Going out on your own terms

In December 2022, I called cohost the most promising of the new social media sites.

In December 2024, it will shut down.

I’ll be sad to see it go. And while there were a few unique and interesting technical aspects of the site that I’ll miss (e.g. shared custody of pages and the backwards compatibility policy that ensured would keep working indefinitely), I’ll mostly be sad about the dispersion of its user base, the communities that found, no, made a home there, to other services.

I mean, hell. I still miss what I found on LiveJournal and Twitter in each of their respective heydays. We never quite manage to recreate what we had, do we? All this has happened before, and it will all happen again, indeed.

As gretchenleigh said in the excellent It's not just you; the web is getting worse, It's really tough for a distinctly human website like Cohost to thrive in a content slop world. So much money has flowed into the worst possible version of Tech, and building sustainable community-driven projects is really challenging in that environment.

All that said, I’m pleased—but not surprised—to see that jae & co. are focusing on improving export:

Development focus has immediately shifted to data export[…] We will be improving this system over the next few weeks and will issue full data exports for all users when the site goes read-only.

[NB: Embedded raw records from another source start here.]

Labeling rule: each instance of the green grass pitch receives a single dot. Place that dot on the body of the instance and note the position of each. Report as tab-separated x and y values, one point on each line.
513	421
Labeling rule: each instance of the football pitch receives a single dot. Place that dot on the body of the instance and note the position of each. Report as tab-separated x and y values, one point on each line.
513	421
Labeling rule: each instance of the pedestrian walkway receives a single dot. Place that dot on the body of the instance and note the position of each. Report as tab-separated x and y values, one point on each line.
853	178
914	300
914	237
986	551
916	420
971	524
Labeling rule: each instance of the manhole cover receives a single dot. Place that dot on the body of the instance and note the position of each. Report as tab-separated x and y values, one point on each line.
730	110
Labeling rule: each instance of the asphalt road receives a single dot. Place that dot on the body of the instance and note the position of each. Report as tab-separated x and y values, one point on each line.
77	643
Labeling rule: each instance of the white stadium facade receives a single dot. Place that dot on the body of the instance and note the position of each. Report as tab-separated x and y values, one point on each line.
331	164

We will continue to offer downloads of your data export through the end of the read-only period.[…]

Starting [on] October 1, 2024[,] we will begin processing data exports for all users[…] once your export is ready, you will receive an e-mail with a link to download it. data export downloads will remain available until the servers shut down on December 31.

And they’re committing to redirecting everything to the Internet Archive to prevent link rot:

[… On] January 1, 2025[,] we will set cohost.org to redirect to the wayback machine to prevent link rot. this is something we will be paying for out of pocket since ASSC will no longer be an operating concern[…]

This is how to wind down a service responsibly. This is how to say goodbye.